インドネシアはASEAN最大の人口を抱え、資源・エネルギー、消費財、製造業など幅広い分野で成長企業が存在する市場です。一方で、外資規制や許認可制度が業種ごとに細かく定められており、買収を検討する際には以下のような論点を早い段階で確認しておく必要があります。

外資規制(ポジティブリスト/ネガティブリスト)

インドネシアでは、業種ごとに外資出資比率の上限や条件を定める制度が運用されています。対象業種によっては外資100%出資が認められない場合や、現地パートナーとの合弁が求められる場合があるため、買収対象事業がどの業種分類に該当するかを早期に確認することが重要です。制度は改定されることがあるため、必ず現地の専門家に最新の運用状況を確認してください。

許認可の承継可否

事業運営に必要な許認可(営業許可、環境許認可、業種特有のライセンスなど)が、株式譲渡・事業譲渡のどちらの形態でも問題なく承継されるかを確認する必要があります。許認可によっては名義変更手続きが必要な場合や、再取得が必要な場合もあります。

現地株主・パートナーとの関係

対象企業に現地の少数株主やパートナーが存在する場合、株主間契約の内容、少数株主の権利、将来の株式買い増しに関する取り決めなどを確認します。
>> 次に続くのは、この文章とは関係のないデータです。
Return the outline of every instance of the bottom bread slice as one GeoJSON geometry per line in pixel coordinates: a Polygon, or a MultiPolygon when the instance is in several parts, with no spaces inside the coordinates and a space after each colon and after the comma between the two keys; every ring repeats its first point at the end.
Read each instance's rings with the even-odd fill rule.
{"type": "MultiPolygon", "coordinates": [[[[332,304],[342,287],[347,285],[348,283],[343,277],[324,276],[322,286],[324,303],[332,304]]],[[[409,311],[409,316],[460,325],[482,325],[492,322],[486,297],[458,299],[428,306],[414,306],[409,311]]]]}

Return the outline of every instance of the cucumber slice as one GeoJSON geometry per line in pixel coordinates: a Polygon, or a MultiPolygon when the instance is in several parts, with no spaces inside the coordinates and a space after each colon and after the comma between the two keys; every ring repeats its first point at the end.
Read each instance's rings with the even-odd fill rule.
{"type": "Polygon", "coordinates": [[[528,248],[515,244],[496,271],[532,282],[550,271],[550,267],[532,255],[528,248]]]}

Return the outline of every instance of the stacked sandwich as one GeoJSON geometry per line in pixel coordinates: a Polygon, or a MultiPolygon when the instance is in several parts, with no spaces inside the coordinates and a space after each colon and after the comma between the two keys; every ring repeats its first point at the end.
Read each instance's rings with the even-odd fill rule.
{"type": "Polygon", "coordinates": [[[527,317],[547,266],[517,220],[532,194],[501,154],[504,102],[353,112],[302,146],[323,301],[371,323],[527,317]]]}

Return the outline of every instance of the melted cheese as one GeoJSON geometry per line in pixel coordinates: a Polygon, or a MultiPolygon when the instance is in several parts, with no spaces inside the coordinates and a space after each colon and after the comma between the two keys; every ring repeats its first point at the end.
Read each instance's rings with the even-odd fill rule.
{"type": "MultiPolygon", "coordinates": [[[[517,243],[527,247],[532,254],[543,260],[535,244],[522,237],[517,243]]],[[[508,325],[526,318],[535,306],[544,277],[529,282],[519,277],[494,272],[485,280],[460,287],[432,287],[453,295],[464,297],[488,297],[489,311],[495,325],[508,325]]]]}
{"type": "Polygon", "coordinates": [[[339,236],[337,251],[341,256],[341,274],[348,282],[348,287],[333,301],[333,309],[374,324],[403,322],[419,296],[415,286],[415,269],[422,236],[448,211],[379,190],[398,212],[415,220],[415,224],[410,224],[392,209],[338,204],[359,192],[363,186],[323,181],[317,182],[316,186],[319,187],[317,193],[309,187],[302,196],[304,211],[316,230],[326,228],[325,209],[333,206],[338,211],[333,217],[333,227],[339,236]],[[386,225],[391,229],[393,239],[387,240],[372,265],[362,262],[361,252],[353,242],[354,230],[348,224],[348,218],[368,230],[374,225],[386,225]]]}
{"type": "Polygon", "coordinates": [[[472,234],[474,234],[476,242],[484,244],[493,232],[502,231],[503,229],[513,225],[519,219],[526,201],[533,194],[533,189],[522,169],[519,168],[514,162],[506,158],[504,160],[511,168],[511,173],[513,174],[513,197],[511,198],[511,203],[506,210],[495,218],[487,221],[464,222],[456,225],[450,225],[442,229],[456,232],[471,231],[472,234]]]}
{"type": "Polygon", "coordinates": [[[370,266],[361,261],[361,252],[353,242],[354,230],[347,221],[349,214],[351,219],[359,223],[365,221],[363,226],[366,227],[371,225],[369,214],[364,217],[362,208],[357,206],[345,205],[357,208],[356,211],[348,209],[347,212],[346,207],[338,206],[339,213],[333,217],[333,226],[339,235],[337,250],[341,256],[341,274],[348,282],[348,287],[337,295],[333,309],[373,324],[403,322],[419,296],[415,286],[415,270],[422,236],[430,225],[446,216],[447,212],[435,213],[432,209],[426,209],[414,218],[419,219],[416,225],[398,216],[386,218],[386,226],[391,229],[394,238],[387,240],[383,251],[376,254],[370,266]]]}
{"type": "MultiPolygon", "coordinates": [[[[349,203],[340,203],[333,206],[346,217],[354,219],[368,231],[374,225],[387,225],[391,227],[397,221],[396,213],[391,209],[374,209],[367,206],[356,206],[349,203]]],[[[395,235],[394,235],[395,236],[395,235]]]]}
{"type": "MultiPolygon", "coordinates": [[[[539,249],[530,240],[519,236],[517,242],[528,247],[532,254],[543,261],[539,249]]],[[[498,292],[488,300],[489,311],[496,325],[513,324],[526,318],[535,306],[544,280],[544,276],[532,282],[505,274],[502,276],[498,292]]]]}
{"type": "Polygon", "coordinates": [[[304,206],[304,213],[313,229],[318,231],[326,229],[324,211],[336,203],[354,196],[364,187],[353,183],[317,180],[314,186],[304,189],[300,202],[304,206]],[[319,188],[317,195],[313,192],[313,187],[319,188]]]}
現地オーナーとの信頼関係が事業運営に大きく影響するため、財務情報だけでなく、経営者・株主との対話を重視することが望まれます。

雇用・労務

インドネシアの労働法制は従業員保護の観点から一定の規律があり、解雇や労働条件の変更には手続き上の制約があります。買収後の組織再編を想定している場合は、労務DDを通じて雇用契約の内容や労使関係の状況を事前に把握しておくことが重要です。

税務

法人税、付加価値税(VAT)に加え、移転価格税制や源泉徴収など、クロスボーダー取引特有の税務論点が発生します。買収スキーム(株式譲渡か資産譲渡か)によって税務上の取り扱いが異なるため、税務専門家を交えたスキーム検討が欠かせません。

まとめ

インドネシアM&Aでは、外資規制・許認可・雇用・税務など、確認すべき論点が多岐にわたります。初期の案件検討段階から現地専門家と連携し、想定される論点を早めに洗い出しておくことで、後工程でのスケジュール遅延やディールブレイクのリスクを抑えることができます。